Example 1: Simple Key Management
An end user is handling all of their own keys. The user has two systems: a primary system and a backup system for backing up keys. Here are the steps the user follows to manage the keys:
1. Create an SRK on each system using a standard nonduplicable key template. Set userWithAuth to TRUE, adminWithPolicy to FALSE, and the policy to a NULL policy. This means the policy is disabled and the password can be used to authorize use of the SRK. The user sets the password to a well-known password when using the TPM2_CreatePrimary command to create the SRKs.
2. Create a duplicable storage key (DSK) under the SRK on the primary system. Use TPM2_Create to create this key.
It has userWithAuth set to TRUE and adminWithPolicy set to TRUE. This allows the password to authorize using the key and the policy for duplicating the key. (Remember that keys can only be duplicated using a policy.) It has a policy that specifically has a branch with TPM2_PolicyCommandCode with TPM2_Duplicate selected, together with TPM2_PolicyAuthValue. This policy requires the user to prove knowledge of the key's password in order to duplicate it.
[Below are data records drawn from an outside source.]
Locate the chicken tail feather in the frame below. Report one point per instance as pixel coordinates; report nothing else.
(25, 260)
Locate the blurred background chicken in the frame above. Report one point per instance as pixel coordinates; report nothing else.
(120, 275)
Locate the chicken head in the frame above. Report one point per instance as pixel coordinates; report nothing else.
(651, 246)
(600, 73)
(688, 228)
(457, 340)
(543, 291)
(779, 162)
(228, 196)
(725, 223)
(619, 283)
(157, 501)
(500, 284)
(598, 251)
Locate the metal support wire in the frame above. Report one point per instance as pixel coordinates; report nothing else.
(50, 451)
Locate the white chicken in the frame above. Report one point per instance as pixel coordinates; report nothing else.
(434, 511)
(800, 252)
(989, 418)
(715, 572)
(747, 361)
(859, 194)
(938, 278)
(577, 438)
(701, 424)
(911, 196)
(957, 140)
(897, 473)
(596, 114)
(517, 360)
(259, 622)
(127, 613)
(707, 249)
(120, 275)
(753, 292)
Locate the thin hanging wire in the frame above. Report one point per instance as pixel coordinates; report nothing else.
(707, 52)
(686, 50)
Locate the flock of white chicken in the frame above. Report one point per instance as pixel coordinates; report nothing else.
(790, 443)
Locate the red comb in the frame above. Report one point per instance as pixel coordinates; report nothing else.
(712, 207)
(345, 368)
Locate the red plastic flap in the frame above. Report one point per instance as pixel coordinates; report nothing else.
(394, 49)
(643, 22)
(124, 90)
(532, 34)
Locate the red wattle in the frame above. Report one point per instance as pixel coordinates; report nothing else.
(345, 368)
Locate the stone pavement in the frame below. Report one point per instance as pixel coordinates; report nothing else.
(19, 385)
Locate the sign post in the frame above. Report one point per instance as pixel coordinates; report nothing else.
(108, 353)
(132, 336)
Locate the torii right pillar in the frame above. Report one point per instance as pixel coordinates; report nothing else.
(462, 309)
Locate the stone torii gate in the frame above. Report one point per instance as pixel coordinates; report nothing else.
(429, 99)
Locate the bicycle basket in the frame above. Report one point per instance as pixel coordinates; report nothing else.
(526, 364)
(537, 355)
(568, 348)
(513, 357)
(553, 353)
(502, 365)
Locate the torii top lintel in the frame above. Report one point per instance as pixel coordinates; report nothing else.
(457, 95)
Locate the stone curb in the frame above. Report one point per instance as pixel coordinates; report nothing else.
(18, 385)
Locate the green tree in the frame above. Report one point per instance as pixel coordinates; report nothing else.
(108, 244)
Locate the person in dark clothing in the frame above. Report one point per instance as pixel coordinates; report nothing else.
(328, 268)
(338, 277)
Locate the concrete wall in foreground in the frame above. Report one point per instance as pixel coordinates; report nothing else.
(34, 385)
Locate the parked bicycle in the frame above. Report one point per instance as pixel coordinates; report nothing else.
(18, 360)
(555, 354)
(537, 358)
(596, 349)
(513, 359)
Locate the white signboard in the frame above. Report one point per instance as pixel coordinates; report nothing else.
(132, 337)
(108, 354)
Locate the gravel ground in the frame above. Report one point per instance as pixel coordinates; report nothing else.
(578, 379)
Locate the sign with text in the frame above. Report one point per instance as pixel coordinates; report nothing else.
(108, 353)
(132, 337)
3. Load the public key of the new SRK to which the key is to be duplicated.
4. Duplicate this storage key to the backup system by
creating a policy session, executing TPM2_PolicyCommandCode with TPM2_PolicyDuplicate, and then executing TPM2_PolicyAuthValue. Then an HMAC session is started (using the DSK password). The two sessions are referenced when executing the TPM2_Duplicate command, passing it the handle of the DSK and the public key of the SRK of the backup system. This produces a blob that contains the duplicated key and is encrypted in a way that can be imported into the TPM, which knows the SRK private portion.
5. Move the blob to the backup system, and use TPM2_Import to import the key into the backup system. This produces another blob, which can be loaded into the backup system on demand.
6. As new keys are created under the DSK on the primary system, send copies of those key blobs to the backup system, where they can also be loaded using the copy of the DSK, and used.
7. To decommission the primary system, use TPM2_Clear, using the lockout password to clear the TPM's storage hierarchy.
8. To migrate all keys to a new system, create an SRK on the new primary system.
9. Repeat the process of duplication from step 4. This time, the new parent is the SRK of the new primary system.
10. Copy all other keys blobs onto the new primary system.